La France sera le premier pays à utiliser la reconnaissance faciale pour les services publics

Ce dispositif baptisé "Alicem", qui avait été réclamé par le ministère de l'Intérieur, verra le jour dès novembre prochain...

La France sera le premier pays à utiliser la reconnaissance faciale pour les services publics
Crédit photo © Reuters

(Boursier.com) — C'est une première en Europe !... Dès le mois de novembre, l'Hexagone va en effet appliquer la reconnaissance faciale pour les services publics en ligne. Le dispositif, nommé "Alicem", va prendre la forme d'une application smartphone, qui devra permettre d'accéder plus simplement à certains sites internet de l'administration, à condition d'avoir scanné son visage. Le système permettrait un haut degré de certitude sur l'identité de la personne.

En effet, sur son site, le ministère de l'Intérieur met en avant le fait qu'il va offrir une "identification sécurisée" de niveau "élevé" face aux tentatives d'usurpation d'identité sur le web.

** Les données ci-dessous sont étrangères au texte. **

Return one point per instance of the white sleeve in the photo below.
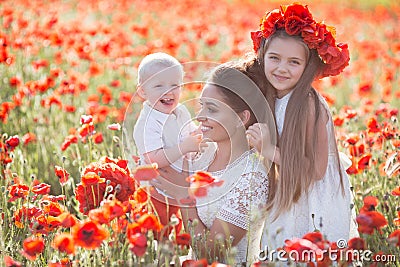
(148, 137)
(245, 199)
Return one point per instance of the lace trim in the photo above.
(235, 162)
(241, 221)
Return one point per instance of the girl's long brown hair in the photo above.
(292, 179)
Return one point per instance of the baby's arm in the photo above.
(166, 156)
(259, 137)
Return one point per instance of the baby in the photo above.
(164, 132)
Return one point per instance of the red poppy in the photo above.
(41, 189)
(86, 119)
(32, 247)
(396, 192)
(62, 174)
(52, 208)
(356, 243)
(133, 228)
(338, 120)
(183, 239)
(10, 262)
(12, 142)
(363, 162)
(195, 263)
(396, 221)
(67, 219)
(88, 235)
(200, 182)
(65, 262)
(373, 125)
(146, 172)
(356, 150)
(85, 130)
(109, 210)
(394, 238)
(91, 178)
(300, 245)
(138, 244)
(140, 195)
(64, 243)
(370, 203)
(118, 179)
(98, 138)
(28, 138)
(70, 139)
(17, 191)
(370, 221)
(114, 127)
(149, 222)
(316, 237)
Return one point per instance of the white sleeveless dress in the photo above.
(238, 201)
(325, 208)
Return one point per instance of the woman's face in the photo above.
(218, 122)
(284, 63)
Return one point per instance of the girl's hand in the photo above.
(259, 136)
(193, 143)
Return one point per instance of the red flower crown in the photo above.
(296, 19)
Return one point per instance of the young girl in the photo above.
(311, 190)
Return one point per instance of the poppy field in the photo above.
(69, 195)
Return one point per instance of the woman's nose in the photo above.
(282, 67)
(200, 117)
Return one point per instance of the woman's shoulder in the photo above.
(253, 164)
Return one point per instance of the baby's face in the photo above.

L'application doit aussi permettre à la population d'avoir "accès à l'ensemble des services partenaires de 'FranceConnect'", comprenant notamment le site des impôts, le compte Ameli de l'Assurance maladie ou encore la plateforme ANTS (pour la carte grise, le permis de conduire, le passeport, etc.).

Alicem pour "Authentification en LIgne CErtifiée sur Mobile"

Concrètement, le programme "Alicem", pour "Authentification en LIgne CErtifiée sur Mobile", repose sur un traitement automatisé qui permet l'authentification d'une identité numérique par voie électronique. En d'autres termes, il s'agit d'un service qui donne la possibilité à n'importe qui "de prouver son identité sur internet", comme indiqué sur le site de l'administration...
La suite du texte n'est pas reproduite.